Bioneers Recap Part 2: Estrella

Bioneers Recap Part 2: Estrella

Estrela Hernandez, simply put, is a living model for frontline communities all over the world who wish to develop the tools for climate resiliency while maintaining community cohesion and cultural integrity, as well as true grassroots leadership skills that are both robust and intergenerational. Ms. Hernandez (actually CONGRESSWOMAN Hernandez, but we’ll get to that in a moment) is a key leader of "La Coordinadora," a collective of over 100 coastal El Salvadoran communities that have led the way in community based disaster preparedness, building a grassroots democracy movement and even influencing the national policy of El Salvador as it pertains to Climate Justice and Disaster Preparedness. Ms. Hernandez's efforts have not gone unnoticed and rightfully so. In 2012 she was elected to the El Salvadoran Congress and now sits on the Environment and Climate Change Commission of the current Legislature. Additionally, she and her community are featured in Avi Lewis's soon to be released film, This Changes Everything, which was made to accompany his wife Naomi Klein's book of the same name.

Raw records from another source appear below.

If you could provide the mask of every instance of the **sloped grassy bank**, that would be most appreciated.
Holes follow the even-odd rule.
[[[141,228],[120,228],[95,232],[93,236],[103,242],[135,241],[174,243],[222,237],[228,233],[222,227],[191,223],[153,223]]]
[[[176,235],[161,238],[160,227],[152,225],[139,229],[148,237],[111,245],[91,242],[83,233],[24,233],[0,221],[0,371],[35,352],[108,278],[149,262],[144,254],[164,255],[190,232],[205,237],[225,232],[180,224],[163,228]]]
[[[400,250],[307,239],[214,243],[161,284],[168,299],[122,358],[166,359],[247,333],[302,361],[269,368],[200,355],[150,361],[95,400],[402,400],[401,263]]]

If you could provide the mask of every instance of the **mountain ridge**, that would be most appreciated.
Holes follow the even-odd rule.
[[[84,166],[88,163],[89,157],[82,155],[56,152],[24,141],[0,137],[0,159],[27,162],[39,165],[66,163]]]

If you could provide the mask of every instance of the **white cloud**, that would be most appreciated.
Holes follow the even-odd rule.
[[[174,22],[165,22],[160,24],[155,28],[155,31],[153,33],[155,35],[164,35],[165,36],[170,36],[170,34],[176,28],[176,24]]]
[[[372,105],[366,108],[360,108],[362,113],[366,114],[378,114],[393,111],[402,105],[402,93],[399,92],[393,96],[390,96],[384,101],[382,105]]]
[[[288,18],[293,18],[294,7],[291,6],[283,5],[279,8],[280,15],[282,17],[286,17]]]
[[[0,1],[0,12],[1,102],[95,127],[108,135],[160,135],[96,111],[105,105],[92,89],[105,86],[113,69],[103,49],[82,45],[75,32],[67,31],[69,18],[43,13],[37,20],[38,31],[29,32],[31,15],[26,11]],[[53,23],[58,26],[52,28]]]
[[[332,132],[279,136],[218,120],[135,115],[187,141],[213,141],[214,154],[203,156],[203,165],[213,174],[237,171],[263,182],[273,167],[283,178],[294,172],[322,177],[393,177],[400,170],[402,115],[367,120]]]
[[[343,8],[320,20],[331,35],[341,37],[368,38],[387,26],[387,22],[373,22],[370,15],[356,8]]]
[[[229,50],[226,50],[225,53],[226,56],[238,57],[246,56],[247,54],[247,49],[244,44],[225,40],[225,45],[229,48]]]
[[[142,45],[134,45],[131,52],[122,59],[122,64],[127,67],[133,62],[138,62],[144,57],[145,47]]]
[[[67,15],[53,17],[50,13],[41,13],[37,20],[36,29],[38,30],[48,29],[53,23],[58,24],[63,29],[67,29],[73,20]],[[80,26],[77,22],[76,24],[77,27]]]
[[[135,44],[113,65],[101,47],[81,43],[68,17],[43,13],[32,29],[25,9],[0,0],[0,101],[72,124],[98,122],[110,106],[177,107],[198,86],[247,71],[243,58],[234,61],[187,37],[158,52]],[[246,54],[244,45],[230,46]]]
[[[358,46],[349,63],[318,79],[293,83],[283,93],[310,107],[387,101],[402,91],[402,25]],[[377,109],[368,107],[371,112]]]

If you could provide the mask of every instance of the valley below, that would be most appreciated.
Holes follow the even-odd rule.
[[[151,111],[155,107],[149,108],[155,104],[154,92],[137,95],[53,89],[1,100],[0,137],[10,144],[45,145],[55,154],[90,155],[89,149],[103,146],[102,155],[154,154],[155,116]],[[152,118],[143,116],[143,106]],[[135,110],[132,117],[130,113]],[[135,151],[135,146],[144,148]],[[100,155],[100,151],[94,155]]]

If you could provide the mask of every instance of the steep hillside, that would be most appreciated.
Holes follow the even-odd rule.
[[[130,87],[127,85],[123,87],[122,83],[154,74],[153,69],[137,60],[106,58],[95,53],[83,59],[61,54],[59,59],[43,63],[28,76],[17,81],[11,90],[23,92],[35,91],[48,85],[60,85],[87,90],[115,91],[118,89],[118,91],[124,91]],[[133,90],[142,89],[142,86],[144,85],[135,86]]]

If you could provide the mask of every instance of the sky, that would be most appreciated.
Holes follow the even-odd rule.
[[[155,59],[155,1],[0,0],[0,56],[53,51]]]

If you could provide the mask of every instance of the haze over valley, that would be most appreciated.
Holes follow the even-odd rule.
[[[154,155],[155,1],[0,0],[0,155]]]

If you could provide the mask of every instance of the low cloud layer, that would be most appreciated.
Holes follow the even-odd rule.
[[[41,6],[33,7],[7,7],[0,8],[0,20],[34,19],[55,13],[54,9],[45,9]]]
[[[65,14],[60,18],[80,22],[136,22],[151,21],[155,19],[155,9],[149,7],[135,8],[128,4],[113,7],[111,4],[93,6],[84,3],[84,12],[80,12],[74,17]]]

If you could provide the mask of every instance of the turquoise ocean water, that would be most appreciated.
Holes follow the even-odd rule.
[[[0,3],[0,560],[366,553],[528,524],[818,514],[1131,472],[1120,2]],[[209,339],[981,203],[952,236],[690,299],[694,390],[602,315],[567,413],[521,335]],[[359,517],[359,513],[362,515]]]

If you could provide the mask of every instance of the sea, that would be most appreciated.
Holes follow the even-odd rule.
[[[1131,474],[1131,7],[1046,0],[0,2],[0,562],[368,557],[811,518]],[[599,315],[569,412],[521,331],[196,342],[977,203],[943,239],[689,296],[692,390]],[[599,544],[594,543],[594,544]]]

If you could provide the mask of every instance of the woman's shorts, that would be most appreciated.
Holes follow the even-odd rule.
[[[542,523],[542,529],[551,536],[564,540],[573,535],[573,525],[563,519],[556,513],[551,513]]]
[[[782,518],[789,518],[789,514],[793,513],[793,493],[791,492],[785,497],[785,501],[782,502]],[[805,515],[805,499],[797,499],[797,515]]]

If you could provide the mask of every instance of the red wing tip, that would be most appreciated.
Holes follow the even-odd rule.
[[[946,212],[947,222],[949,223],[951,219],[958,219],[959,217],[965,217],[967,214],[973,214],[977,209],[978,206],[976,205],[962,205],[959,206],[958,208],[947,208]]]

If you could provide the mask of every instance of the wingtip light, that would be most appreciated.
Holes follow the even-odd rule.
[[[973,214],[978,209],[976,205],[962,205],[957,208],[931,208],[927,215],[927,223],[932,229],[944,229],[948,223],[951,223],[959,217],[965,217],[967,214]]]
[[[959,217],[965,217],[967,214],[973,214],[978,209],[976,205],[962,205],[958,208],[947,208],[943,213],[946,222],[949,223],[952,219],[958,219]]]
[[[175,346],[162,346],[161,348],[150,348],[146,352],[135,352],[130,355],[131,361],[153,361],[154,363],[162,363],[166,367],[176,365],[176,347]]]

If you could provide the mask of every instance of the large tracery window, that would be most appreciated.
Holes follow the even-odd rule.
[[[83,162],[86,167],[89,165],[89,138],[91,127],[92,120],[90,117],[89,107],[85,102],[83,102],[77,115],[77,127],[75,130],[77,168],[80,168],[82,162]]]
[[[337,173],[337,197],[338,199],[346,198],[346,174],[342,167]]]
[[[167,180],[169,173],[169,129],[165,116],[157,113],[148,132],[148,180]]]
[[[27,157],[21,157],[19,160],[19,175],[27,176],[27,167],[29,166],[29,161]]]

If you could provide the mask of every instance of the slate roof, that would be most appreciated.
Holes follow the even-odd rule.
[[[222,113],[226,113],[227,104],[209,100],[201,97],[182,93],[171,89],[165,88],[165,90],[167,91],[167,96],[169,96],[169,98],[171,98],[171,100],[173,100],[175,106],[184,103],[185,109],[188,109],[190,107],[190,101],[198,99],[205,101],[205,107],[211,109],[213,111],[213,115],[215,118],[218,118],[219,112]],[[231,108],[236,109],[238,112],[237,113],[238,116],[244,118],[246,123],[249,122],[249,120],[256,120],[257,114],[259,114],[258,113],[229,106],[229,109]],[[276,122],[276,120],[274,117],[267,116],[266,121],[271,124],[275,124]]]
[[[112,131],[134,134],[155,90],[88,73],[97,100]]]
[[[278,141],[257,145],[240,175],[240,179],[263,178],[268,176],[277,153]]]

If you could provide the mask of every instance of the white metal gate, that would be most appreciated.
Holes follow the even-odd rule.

Congresswoman Hernandez led a session at the conference with Avi Lewis, who treated participants to clips of his film (we were the first audience to ever see the clips), which features La Coordinadora and their amazing work. During the session, the Congresswoman explained many of the steps that her organization took to develop climate resiliency skills/tactics. And they clearly paid off, as their network of communities were the only ones to report zero casualties or severe property damage after successive climate change events in recent years. This impressive accomplishment garnered her an invitation to New Orleans after Katrina to observe the rebuilding effort there. Something that she said about her trip was so profound; that is, "What shocked me the most about my trip to New Orleans was that the majority of the people who were a part of the rebuilding effort were not FROM there."

When I let this statement resonate, it hit me what I believe she was evoking. This idea that climate resiliency leadership and other efforts to thwart the devastating effects of climate change must come from the communities that are affected the most…a bottom up process that allows these communities to maintain their cohesiveness, their cultural/ethnic integrity and further allow them to make the key decisions. This idea was recently demonstrated when Congresswoman Estrella lobbied her legislature to reject a $300 million loan from the U.S. because the loan came with the caveat that El Salvadoran farmers must use GMO seeds developed by Monsanto. That kind of temerity can only be espoused by an empowered community with strong leadership that has taken the initiative to rebuild, maintain and define themselves; and that in itself is quite deserving of many accolades.

When I spoke with the Congresswoman after her session (In Spanish I might add) she also explained that it is important to foster a culture of intergenerational learning. Ultimately, climate resiliency is for the young as they are the ones who will have to repair the legacy that we have left for them. With that, she invited me down to El Salvador in the summer of 2015 to see her organization in action. I think I may have to take her up on that offer and possibly bring a delegation of young climate activists with me. Stay tuned for more on that excellent opportunity. But for now, I will leave you with the same words that I left the Congresswoman with: The irony should never be lost that a country as small as El Salvador can offer big lessons to a country as large as the U.S. The idea of a bottom up approach to climate resiliency can literally save the world one community at a time.